To make EU citizens employable across the EU, it is not enough to improve education and training system and rationalise the process of awarding and recognising qualifications. All these systems must also be mutually intelligible.  This is just what the series of common European tools in vocational education and training aim to do.

The latest tools in this series are ECVET,  the European Credit System in Vocational Education and Training, and EQARF, the European Quality Assurance Reference Framework. EQARF is intended to ensure the quality of education and training outputs, while ECVET focuses on qualification-awarding processes with the aim of making it easier for people to move between countries, between formal and non-formal ways of learning, and between general, higher and vocational education.

Officially launched in June 2009, these two new tools have successfully - though not without controversy completed an elaborate process of consultation and negotiation. Today, after almost ten years they are entering the phase of reality-testing and implementation.

All three of the recently developed European tools (ECVET, EQARF and the European Qualifications Framework, EQF) are part of a shift toward assessing learning outcomes (i.e. what the learner knows and can do at the end of the learning process) rather than inputs. 

National qualifications frameworks based on learning outcomes on the model of the EQF,  which are now being developed in the Member States, will allow people more freedom to develop their own learning pathways. These frameworks are complemented by competence assessment (validation) and credits for prior learning (ECVET and, for higher learning, ECTS); the documentation of knowledge, skills and competence (Europass); and a comprehensive approach to guidance and counselling.

Quality assurance: external and internal dimensions  

Ultimately the success of our qualifications systems will depend on whether EQARF manages to generate mutual trust.  The EQARF recommendation , which calls on Member States to develop national quality assurance approaches by 2011, is an acknowledgment that all stakeholders need to have confidence in each others VET activities.  

Quality assurance encourages transparency between highly diverging vocational education and training (VET) systems by providing a common language and benchmarks that everyone can refer to. The European Quality Framework is therefore a translation device between VET systems and lifelong learning provision throughout Europe .

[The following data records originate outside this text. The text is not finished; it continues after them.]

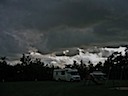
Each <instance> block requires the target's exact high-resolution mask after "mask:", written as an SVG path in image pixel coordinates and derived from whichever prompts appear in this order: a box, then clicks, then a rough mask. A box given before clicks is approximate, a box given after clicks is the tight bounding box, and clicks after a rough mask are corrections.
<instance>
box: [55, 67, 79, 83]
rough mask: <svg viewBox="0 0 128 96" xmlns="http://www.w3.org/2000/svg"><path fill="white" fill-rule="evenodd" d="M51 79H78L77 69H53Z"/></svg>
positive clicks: (60, 79)
mask: <svg viewBox="0 0 128 96" xmlns="http://www.w3.org/2000/svg"><path fill="white" fill-rule="evenodd" d="M53 79H54V80H64V81H80V75H79V73H78V71H77V69H70V68H66V69H55V70H54V72H53Z"/></svg>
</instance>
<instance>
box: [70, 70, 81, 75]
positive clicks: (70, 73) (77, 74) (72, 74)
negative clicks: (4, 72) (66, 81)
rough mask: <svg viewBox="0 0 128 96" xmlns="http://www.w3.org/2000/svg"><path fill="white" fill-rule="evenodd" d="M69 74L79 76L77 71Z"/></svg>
mask: <svg viewBox="0 0 128 96" xmlns="http://www.w3.org/2000/svg"><path fill="white" fill-rule="evenodd" d="M69 74H71V75H79V73H78V72H77V71H73V72H69Z"/></svg>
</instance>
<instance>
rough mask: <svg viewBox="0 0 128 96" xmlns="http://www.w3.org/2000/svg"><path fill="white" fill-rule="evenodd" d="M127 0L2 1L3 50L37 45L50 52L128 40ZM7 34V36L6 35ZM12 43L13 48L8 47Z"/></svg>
mask: <svg viewBox="0 0 128 96" xmlns="http://www.w3.org/2000/svg"><path fill="white" fill-rule="evenodd" d="M127 3H128V1H127V0H0V31H1V33H0V36H1V37H0V38H1V39H0V43H1V45H2V46H3V47H2V49H1V50H4V51H8V52H11V49H13V48H12V47H13V46H17V47H15V49H13V50H17V52H19V51H21V50H20V49H21V48H22V50H26V49H28V48H26V47H30V46H34V47H36V48H38V49H40V50H42V51H46V50H47V51H49V50H52V49H56V48H62V47H72V46H80V45H86V44H90V43H99V42H107V41H110V42H111V41H117V40H120V41H127V38H126V37H125V36H126V34H127V30H128V29H127V23H128V21H127V20H126V19H127V14H128V6H127ZM33 30H34V31H33ZM5 33H10V35H7V34H5ZM5 35H6V36H7V38H2V36H5ZM26 35H27V36H26ZM124 35H125V36H124ZM34 36H35V38H36V39H35V38H33V37H34ZM8 37H9V38H10V39H8ZM33 39H35V41H34V40H33ZM108 39H109V40H108ZM4 40H5V41H4ZM13 41H14V43H13ZM8 45H10V46H12V47H10V49H8V48H7V46H8ZM5 49H6V50H5ZM18 49H19V50H18ZM12 52H14V51H12Z"/></svg>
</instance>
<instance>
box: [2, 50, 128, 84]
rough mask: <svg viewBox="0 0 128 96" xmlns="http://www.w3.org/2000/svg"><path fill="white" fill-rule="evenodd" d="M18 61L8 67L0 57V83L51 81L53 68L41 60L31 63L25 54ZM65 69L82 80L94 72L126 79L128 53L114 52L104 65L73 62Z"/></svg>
mask: <svg viewBox="0 0 128 96" xmlns="http://www.w3.org/2000/svg"><path fill="white" fill-rule="evenodd" d="M20 61H21V62H22V63H21V64H16V65H9V64H7V62H6V57H1V60H0V82H5V81H41V80H52V79H53V78H52V76H53V70H54V69H55V67H54V66H48V65H45V64H44V63H43V62H41V59H35V60H34V61H33V60H32V59H31V58H30V57H29V56H25V54H23V56H22V57H21V58H20ZM56 68H59V67H56ZM65 68H75V69H78V72H79V74H80V76H81V79H82V80H83V79H85V78H86V76H87V75H88V74H89V73H91V72H93V71H95V70H98V71H102V72H104V73H106V76H107V78H108V79H120V80H123V79H128V53H127V51H126V52H125V55H122V54H121V53H119V52H114V53H113V54H112V55H110V56H109V57H108V58H107V60H106V61H105V62H104V63H101V62H99V63H98V64H97V65H95V66H94V65H93V64H92V63H91V62H90V61H89V66H87V65H86V64H84V62H83V61H82V60H81V62H80V64H77V62H76V61H74V63H73V64H71V65H70V64H68V65H65Z"/></svg>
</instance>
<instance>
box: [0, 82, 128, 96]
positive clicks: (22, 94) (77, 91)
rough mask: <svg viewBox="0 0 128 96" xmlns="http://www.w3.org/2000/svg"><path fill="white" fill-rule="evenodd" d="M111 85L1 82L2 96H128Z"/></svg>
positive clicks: (53, 82)
mask: <svg viewBox="0 0 128 96" xmlns="http://www.w3.org/2000/svg"><path fill="white" fill-rule="evenodd" d="M110 87H111V86H109V85H108V86H105V85H104V84H103V85H95V84H93V83H92V84H90V85H89V86H87V85H85V84H84V82H56V81H36V82H29V81H26V82H4V83H0V96H128V91H119V90H113V89H110Z"/></svg>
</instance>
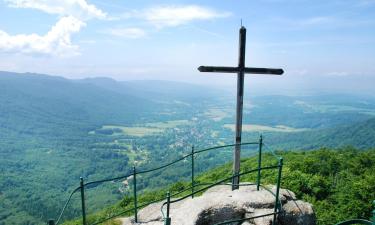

Within many countries, ensuring the quality of different qualifications systems calls for a complex set of arrangements, many of which are not formalised in a single code of practice .  EQARF can assist Member States in supporting and monitoring the continuous improvement of their VET systems this is, indeed, the ultimate objective of all VET tools. Moreover, quality assurance encloses all aspects of training and can help integrate vocational education with the rest of the education system.


Credit transfer: partnerships make it possible 

European tools such as ECVET  challenge established partnerships and routines. This was revealed in the pilot phase of ECVET implementation. Some of the pilot projects tackled permeability between VET and higher education an issue in which feelings run high, especially in countries where higher education has traditionally enjoyed a much higher social status than vocational education. Other pilot projects dealt with barriers between occupational sectors also traditionally a source of mistrust and between VET traditions, which vary widely between countries and even regions.

These ECVET projects could not have worked without the development of strong partnerships - between bodies that design and award qualifications, on the one hand, and education and training providers on the other. Nothing less will guarantee the relevance and legitimacy of all qualifications on the labour market.

Next steps

There is still some way to go before we can effectively link together the tools for education and training stakeholders. Moreover, developing these new European tools can often face the resistance of established patterns. 

But the solutions elaborated out of the current crisis, and the development of National Qualifications Frameworks and pilot projects for European tools and initiatives are all signs that stakeholders are ready to cooperate more closely on qualifications. A more effective management of VET system and providers away from input steering and control and towards outcome recognition is emerging in several Member States.